The current framework and approach of Black History Month has run its course, though. Black History Month should not hold a seasonal occupation of once a month annually. The irreverence of how uncalibrated Black History Month has become in pursuit of raising awareness, never forgetting, and perfecting our Union is entirely apparent and glaring. If we insist on maintaining Black History Month celebrations, we should at least not niggerize* it. We should reframe the celebrations to provide more context for greater understanding, but we should also discuss problems and challenges of the black community today. Discussing and remembering the past is important, but it is not enough to solve our most urgent evils nor does it provide enough audacity to even consider the unknown perils of the future.
We should discuss colorism. We should explore the confusing and troubling word “nigger” and why it is both offensive and endearing depending on the user of the word. We should debate (and eradicate) the “acting white” phenomenon among our black and Latino youth. Let Whitney Houston be a lesson unto us all, but particularly within the black community. It is the lesson that we can have incomparable talents, potential, and wealth, but should we succumb to the ravage of substance abuse and drugs, we can instantly lose it all. We should address misconceptions and historical inaccuracies, such as the claim that “the Great Emancipator,” Abraham Lincoln, fought the Civil War because he was sympathetic to slaves and wanted to free them.
“I will say, then, that I am not nor have ever been in favor of bringing about in any way the social and political equality of the black and white races—that I am not, nor ever have been, in favor of making voters or jurors of negroes, nor of qualifying them to hold office, nor to intermarry with White people; and I will say in addition to this that there is a physical difference between the White and black races which will ever forbid the two races living together on terms of social and political equality. And inasmuch as they cannot so live, while they do remain together, there must be the position of superior and inferior, and I, as much as any other man, am in favor of having the superior position assigned to the White race.” – Abraham Lincoln, “Fourth Lincoln-Douglas Debate, September 18, 1858, Charleston, Illinois,” in “Abraham Lincoln: Speeches and Writings” (New York: Library of America, 1989), p. 636, and in Collected Works of Abraham Lincoln, Volume 5, page 371
If we continue to cheaply honor the struggles and advancements made to ensure equality and justice for all, then we will always and only discuss history and never be doers in history. For all of the headaches that afflict the black community, simply reflecting on history is not enough today, for an entire month, or year. Black History Month, once upon a time, was necessary, and that was a time when simply recognizing history was progress. Make no mistake, America has made considerable progress, but to continue to see progress and move towards a more perfect union, we must remember meaningfully with context and never forget, promote black history to a year-round, permanent position, and discuss cultural and social aspects affecting or dealing with the black American experience.
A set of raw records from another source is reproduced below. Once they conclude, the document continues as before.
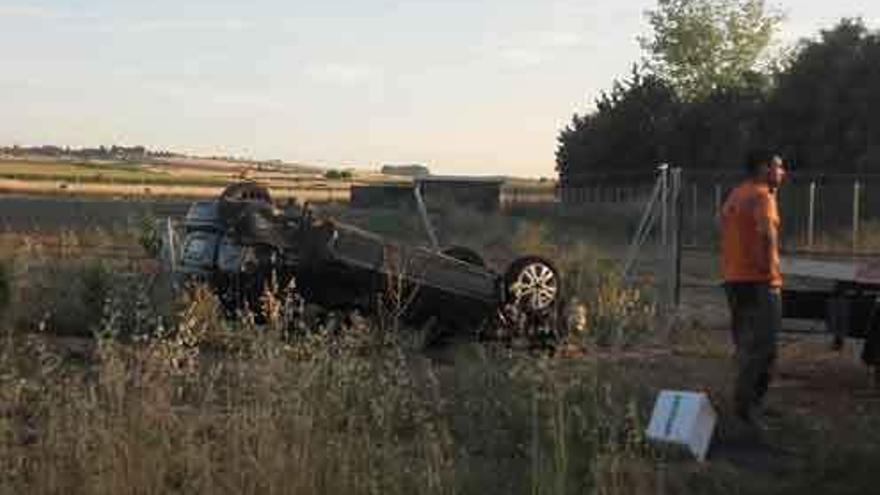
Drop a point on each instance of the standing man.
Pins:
(750, 267)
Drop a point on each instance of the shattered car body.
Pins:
(241, 243)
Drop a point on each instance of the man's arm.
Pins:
(768, 239)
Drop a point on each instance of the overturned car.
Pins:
(243, 245)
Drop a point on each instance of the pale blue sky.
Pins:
(467, 87)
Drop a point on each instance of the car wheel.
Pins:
(465, 254)
(533, 285)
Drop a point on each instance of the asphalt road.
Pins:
(33, 212)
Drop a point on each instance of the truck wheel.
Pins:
(533, 285)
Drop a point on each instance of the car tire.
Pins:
(533, 285)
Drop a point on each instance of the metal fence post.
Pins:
(811, 215)
(694, 210)
(857, 196)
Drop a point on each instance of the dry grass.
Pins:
(170, 397)
(207, 405)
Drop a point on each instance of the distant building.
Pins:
(480, 193)
(411, 170)
(382, 196)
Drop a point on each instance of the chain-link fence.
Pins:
(835, 213)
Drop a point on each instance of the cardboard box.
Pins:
(684, 418)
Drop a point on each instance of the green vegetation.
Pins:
(701, 46)
(168, 396)
(334, 174)
(704, 112)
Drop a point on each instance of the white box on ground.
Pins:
(857, 348)
(684, 418)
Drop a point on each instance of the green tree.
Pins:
(825, 109)
(701, 46)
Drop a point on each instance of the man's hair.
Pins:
(757, 158)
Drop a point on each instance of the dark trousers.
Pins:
(756, 320)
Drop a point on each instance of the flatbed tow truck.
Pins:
(844, 293)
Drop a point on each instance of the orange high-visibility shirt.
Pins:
(748, 216)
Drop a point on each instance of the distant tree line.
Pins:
(820, 107)
(113, 152)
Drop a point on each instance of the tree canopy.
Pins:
(822, 111)
(700, 46)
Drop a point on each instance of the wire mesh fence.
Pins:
(832, 213)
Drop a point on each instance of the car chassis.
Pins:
(242, 246)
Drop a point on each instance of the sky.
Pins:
(478, 87)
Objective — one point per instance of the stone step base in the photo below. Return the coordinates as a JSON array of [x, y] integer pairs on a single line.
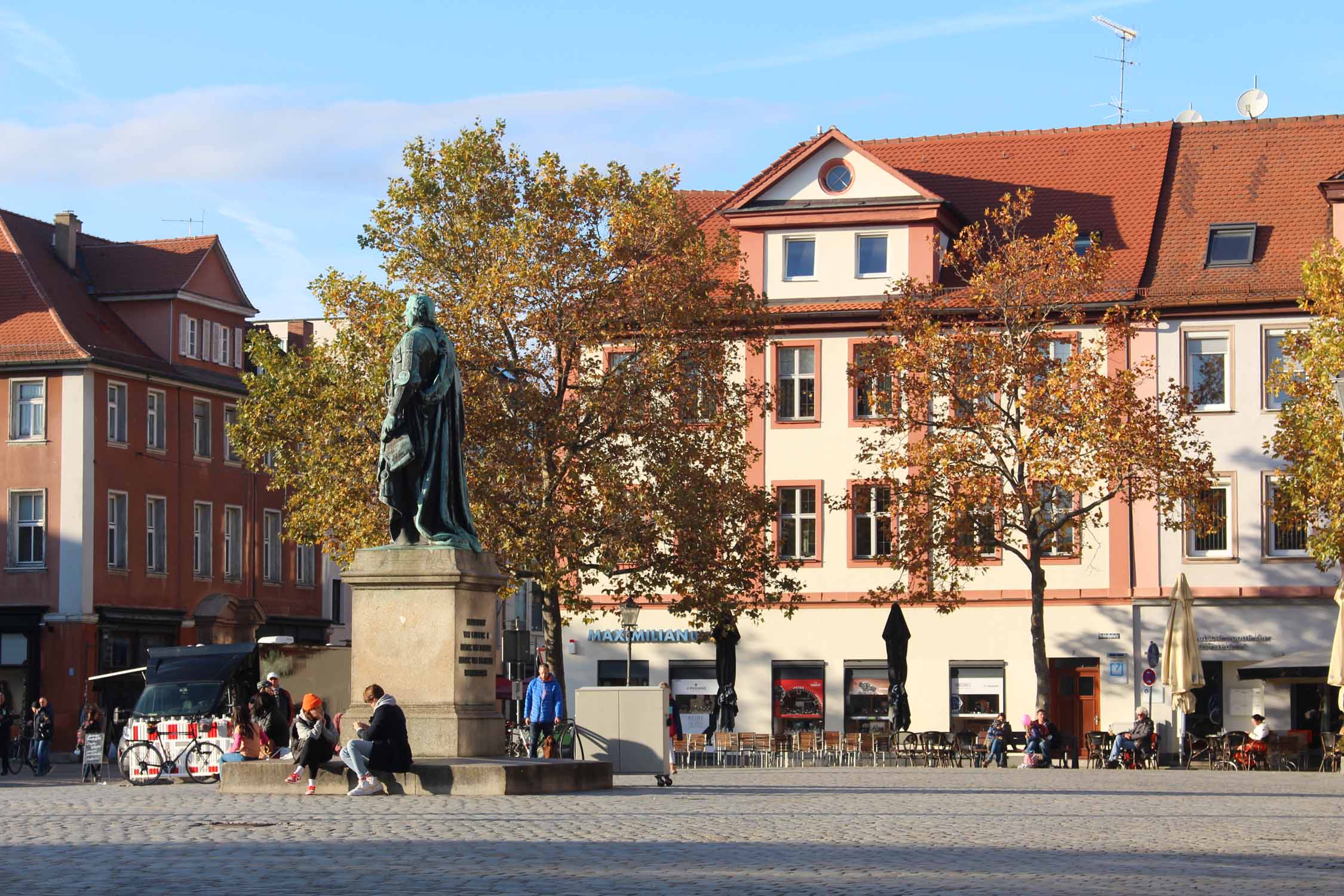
[[475, 777]]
*Niggerization is neither simply the dishonoring and devaluing of black people nor solely the economic exploitation and political disenfranchisement of them. It is also the wholesale attempt to impede democratization—to turn potential citizens into intimidated, fearful, and helpless subjects. – Cornel West, whose most recent book is Democracy Matters (2004) and whose most recent CD is Never Forget: A Journey of Revelations (2007), is a professor of religion at Princeton University.